The timely communication of critical and unexpected findings in diagnostic imaging significantly impacts patient outcomes. AI radiology reports are emerging as a vital tool to streamline this process. Specifically, a recent study examined the capability of fine-tuned Large Language Models (LLMs) to accurately predict high-priority (HP) radiology reports. These reports contain unexpected findings of high urgency or severity. Consequently, quickly flagging these reports is essential for efficient clinical decision-making.
Performance of LLMs in Triage
The study utilized 1906 reports for training and 176 for testing. This ensured a balanced ratio of HP to non-HP cases. The researchers fine-tuned four types of LLMs: Llama2 7B, Llama3 8B, Llama3 Elyza 8B, and Llama 3.1 8B. In addition, they tested four input settings. These ranged from findings-only to a comprehensive set. Therefore, the best configuration could be rigorously identified.
The Llama3 Elyza 8B model, using the findings and the referring department as input, achieved the strongest results. Furthermore, its performance metrics were notably high, including a PRAUC of 0.962 and an ROCAUC of 0.968. The model’s accuracy was 0.915, with a recall (sensitivity) of 0.932. Interestingly, adding more clinical context, such as the clinical diagnosis before the examination or details of the examination request, did not further improve the model’s predictive power. This finding suggests a targeted approach to data input is most effective.
Improving Workflow with AI radiology reports
The successful prediction of HP radiology reports by the fine-tuned LLMs has significant clinical relevance. For example, by accurately identifying reports with high urgency, the technology can support faster communication.
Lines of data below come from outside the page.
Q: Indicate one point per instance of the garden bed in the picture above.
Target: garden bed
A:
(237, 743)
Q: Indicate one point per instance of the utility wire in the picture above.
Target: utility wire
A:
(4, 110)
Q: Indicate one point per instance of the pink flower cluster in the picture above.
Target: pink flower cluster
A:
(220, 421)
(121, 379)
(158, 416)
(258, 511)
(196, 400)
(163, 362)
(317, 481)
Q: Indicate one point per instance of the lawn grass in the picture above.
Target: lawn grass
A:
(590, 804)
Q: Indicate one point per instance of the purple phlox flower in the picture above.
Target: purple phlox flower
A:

Consequently, this leads to quicker clinical decisions and enhances patient safety. The model’s ability to automate the initial triage process suggests a promising avenue for improving the efficiency of the overall radiology workflow. Physicians can thus focus their immediate attention on the most critical cases, ensuring timely intervention.
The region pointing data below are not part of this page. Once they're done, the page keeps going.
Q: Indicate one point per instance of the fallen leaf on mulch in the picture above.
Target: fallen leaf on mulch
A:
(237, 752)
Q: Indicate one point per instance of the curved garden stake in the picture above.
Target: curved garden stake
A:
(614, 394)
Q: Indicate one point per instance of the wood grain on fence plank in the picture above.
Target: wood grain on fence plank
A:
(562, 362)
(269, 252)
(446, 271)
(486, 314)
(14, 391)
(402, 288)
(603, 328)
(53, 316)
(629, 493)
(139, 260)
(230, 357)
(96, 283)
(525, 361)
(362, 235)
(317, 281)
Frequently Asked Questions
Q1: What defines a high-priority (HP) radiology report in this study?
HP reports include unexpected findings that are classified as having high urgency or severity, based on recommendations from the Academy of Royal Colleges.
Q2: Which Large Language Model demonstrated the best performance in identifying HP reports?
The fine-tuned Llama3 Elyza 8B model, using input comprising the findings and the referring department, showed the best results, achieving a high PRAUC and ROCAUC.
References
- Umeno A et al. Identification of high-priority radiology reports with unexpected findings using fine-tuned large language models. Eur Radiol. 2025 Dec 24. doi: 10.1007/s00330-025-12252-2. PMID: 41441998.